Anggaplah kita ingin menguji apakah data berikut ini melanggar asumsi homogenitas varians.Ini memang contoh tidak riil karena data yang digunakan sangat sedikit. Ini dilakukan demi kemudahan tampilan saja. Nah, dalam contoh kasus ini saya hanya akan menunjukkan cara menguji perbedaan varians dengan menggunakan SPSS, oleh karena itu hanya menggunakan pendekatan Levene’s test (kalau memang banyak yang berminat melihat cara pendekatan brown-forsythe akan saya tampilkan juga. Tapi tergantung demand…cieileh…).

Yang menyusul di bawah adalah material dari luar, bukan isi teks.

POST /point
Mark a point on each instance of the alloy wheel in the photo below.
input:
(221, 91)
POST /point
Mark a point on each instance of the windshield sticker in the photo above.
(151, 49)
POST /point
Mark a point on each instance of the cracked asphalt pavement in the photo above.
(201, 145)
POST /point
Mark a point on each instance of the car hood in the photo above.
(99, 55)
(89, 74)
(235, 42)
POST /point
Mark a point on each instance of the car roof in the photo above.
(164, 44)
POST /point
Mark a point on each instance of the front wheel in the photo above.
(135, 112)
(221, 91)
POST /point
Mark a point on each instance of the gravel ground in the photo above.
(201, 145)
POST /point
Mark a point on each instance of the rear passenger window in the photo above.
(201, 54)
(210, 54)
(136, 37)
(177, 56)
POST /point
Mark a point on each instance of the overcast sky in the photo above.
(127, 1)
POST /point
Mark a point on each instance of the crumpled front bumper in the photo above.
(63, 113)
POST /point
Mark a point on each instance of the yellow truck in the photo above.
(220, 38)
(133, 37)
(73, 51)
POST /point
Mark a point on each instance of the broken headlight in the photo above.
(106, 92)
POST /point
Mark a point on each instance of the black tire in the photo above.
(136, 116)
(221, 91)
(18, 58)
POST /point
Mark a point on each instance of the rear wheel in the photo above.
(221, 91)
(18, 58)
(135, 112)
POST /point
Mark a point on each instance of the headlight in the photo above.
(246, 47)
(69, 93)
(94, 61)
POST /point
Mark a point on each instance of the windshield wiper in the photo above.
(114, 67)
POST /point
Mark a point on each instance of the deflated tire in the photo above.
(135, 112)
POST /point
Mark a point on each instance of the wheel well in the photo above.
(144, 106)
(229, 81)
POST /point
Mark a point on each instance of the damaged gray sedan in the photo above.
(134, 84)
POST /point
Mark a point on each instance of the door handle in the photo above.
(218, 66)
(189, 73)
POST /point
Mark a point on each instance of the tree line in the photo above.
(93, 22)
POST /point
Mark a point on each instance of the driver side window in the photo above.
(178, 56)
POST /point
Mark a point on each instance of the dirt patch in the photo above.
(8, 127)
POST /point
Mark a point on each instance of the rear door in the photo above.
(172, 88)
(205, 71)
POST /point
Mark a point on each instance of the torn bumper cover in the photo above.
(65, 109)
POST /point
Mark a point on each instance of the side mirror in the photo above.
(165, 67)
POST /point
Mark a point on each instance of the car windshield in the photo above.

Pendekatan Levene biasanya akan langsung disajikan oleh SPSS ketika kita melakukan t-test untuk sampel yang independen. Begini caranya:

(1). Bentuk data di atas tentunya harus diubah dulu menjadi seperti di bawah ini agar bisa dianalisis menggunakan SPSS:(2)kemudian kita klik Analyze-Compare means-Independent sample T Test

(3).Setelah klik maka akan tampil dialog box seperti ini:

(4). Kemudian variabel dependen dimasukkan dalam kotak Test Variable(s) dan independen masuk ke kotak Grouping Variable. Ketika variabel independen dimasukkan ke Grouping Variable, SPSS akan meminta identifikasi kelompok. Ini dapat dilakukan dengan mengklik Define Groups. Sehingga muncul dialog seperti ini:

Kita masukkan 1 ke kotak Group 1 dan 2 ke kotak Group 2 (ini tergantung bagaimana data yang ada di kolom A. Jika data berupa 0 dan 1 maka yang dimasukkan ke sini ya 0 dan 1 bukan 1 dan 2). Setelah itu klik Continue

(5).Kemudian klik OK sehingga output ditampilkan.

(6).Karena pembahasan hanya seputar uji beda varians maka yang ditampilkan di sini hanya Levene’s test saja seperti berikut:

Dari tampilan ini bisa kita lihat nilai F yang didapatkan adalah 6.584 dengan p=0.033. Ini berarti bahwa kita dapat menyimpulkan adanya perbedaan varians antara kedua populasi. Atau dalam kerangka asumsi homogenitas varians, asumsi ini telah dilanggar, sehingga kita perlu melakukan beberapa langkah seperti yang telah dijelaskan dalam posting sebelumnya mengenai asumsi t-test.

OK sepertinya pembahasan mengenai t-test sudah tuntas.Kita akan masuk dalam pembahasan yang lebih seru lagi mengenai Anava di postingan berikutnya. Sudah ada yang punya ide cerita?